Summer, 1929. The Hinton Dysart estate is dying from lack of money, and Kit Dysart, the heir, sees no way out. Then, at his sister’s wedding, he meets the vibrant Daisy Chudleigh and her cousin, the heiress Matty Verrall. In love with Daisy but troubled by his family’s decline, Kit chooses to marry Matty, though neither Kit nor Daisy is able to forget the other.

When Matty, growing increasingly unhappy in her troubled, empty marriage, decides to re-create the estate’s garden, she discovers solace and a gift of which she never dreamed.

A haunting, passionate story played out between three people, Consider the Lily is also a poignant and beautiful novel of England between the wars that propels the reader into its own rich and nostalgic world.

Read An Extract

‘Daisy.’ Kit slid his arms around her and held her tight. Dust blew in from the road and the wind whipped around them. Daisy shivered inside the prison made by his body.

‘Luggage labels, Kit, and telephone calls. That’s what it boils down to. I think we should end this conversation. There isn’t any point in it.

Kit took Daisy by the shoulders and forced her to face him. ‘But you do understand?’

Wild with hurt, and with despair because it had all gone wrong, she lost her temper. ‘What is there to understand?’ she blazed.

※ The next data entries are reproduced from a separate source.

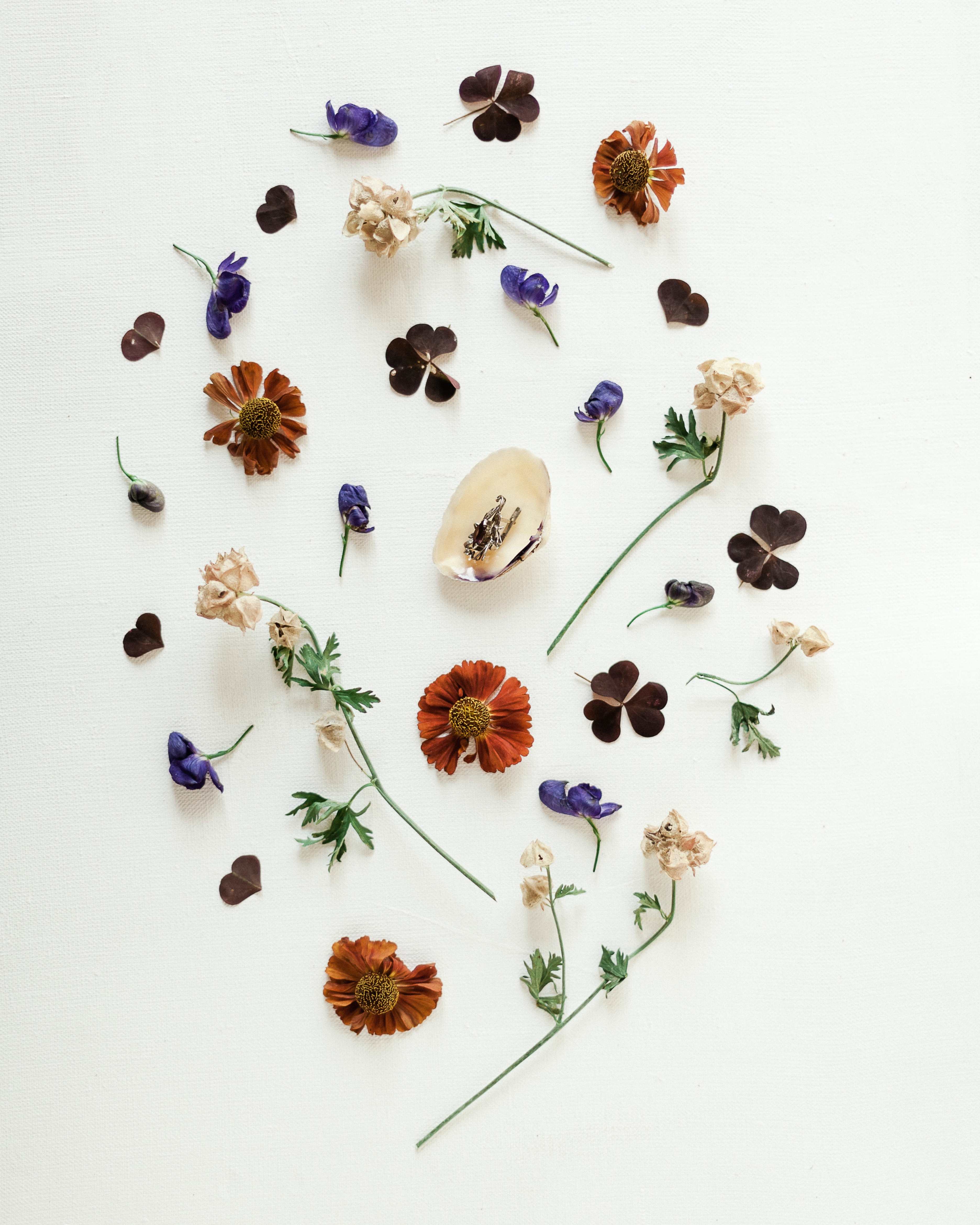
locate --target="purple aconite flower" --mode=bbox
[575,378,622,424]
[327,102,398,148]
[207,251,252,341]
[538,778,622,872]
[664,578,714,609]
[337,485,374,533]
[500,263,559,347]
[166,731,224,791]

In the fading stormy light, her face turned pale, foxlike and unreadable. Her eyes narrowed in rage, and her hair lost its brightness. For a moment, her beauty and sureness were gone, and she seemed out of her depth.

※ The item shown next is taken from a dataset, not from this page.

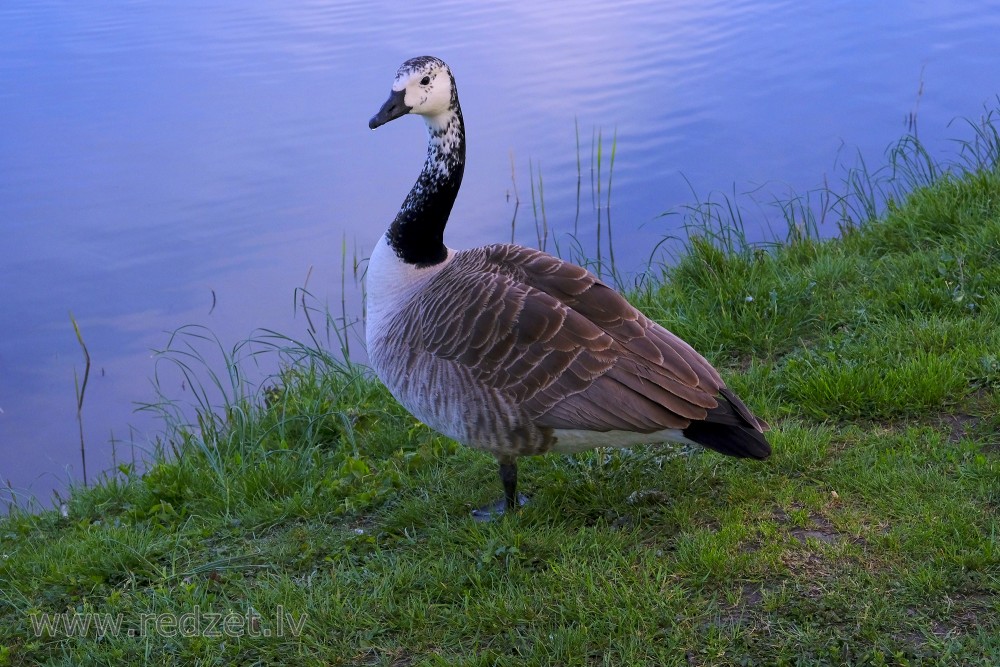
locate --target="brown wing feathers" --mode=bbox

As quickly as it had erupted, Daisy’s anger died. ‘Kit, I’m sorry. That was unforgiveable.’

‘I have to go home to Hinton Dysart,’ he repeated, teaching her the fact as if to a child. ‘I cannot abandon it or my father, and I have nothing to offer a wife at the moment except a mountain of debt.’

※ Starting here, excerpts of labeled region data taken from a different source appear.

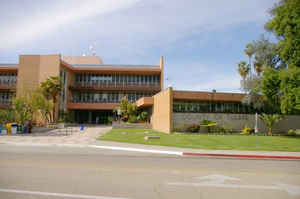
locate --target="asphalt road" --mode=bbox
[0,145,300,199]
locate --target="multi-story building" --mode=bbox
[0,55,300,133]
[0,55,164,124]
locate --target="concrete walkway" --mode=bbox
[0,126,111,145]
[0,126,300,157]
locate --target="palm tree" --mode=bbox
[41,76,62,122]
[254,61,263,76]
[238,61,250,80]
[259,113,282,135]
[244,44,255,65]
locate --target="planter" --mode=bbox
[57,123,65,129]
[1,129,7,135]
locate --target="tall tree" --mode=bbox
[265,0,300,67]
[41,76,62,122]
[238,61,250,80]
[279,67,300,114]
[260,67,281,112]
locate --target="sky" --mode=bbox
[0,0,278,92]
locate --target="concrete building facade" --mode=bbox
[0,54,300,133]
[0,55,163,124]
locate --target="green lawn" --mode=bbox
[98,129,300,152]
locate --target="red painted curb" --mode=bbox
[183,152,300,160]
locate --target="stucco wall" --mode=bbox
[151,88,173,133]
[17,55,60,95]
[173,113,300,133]
[17,55,60,121]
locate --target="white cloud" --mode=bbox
[0,0,277,50]
[175,74,241,92]
[0,0,138,48]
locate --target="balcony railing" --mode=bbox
[70,82,161,91]
[0,81,16,90]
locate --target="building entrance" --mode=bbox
[74,110,113,124]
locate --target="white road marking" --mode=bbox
[0,189,128,199]
[1,143,183,156]
[167,174,300,196]
[197,174,240,184]
[88,145,183,156]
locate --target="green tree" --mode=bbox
[259,113,282,135]
[29,89,53,123]
[260,67,280,111]
[238,61,250,80]
[279,67,300,114]
[41,76,62,122]
[0,109,16,124]
[115,96,137,122]
[12,97,33,125]
[265,0,300,67]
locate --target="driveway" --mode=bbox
[0,126,111,144]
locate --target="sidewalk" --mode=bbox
[0,126,111,145]
[96,140,300,157]
[0,126,300,159]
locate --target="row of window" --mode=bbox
[75,74,160,84]
[173,102,263,114]
[71,92,154,103]
[0,73,17,85]
[0,92,15,104]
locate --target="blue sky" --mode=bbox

It was on the tip of her tongue to ask, ‘Since when did a huge house and garden constitute nothing?’ Instead she said, ‘And I have nothing to offer you?’

‘Please. Don’t’

She stood by the carved stone pot and deadheaded the geraniums. As she watched the faded petals yield to the mistral, she contemplated the wounds of a love affair – its humiliations, its quicksands, and spoilt promise. ‘I thought it would be different, Kit’ she said miserably. ‘I thought we would make it.’

Her mother was right. Kit had been warned off.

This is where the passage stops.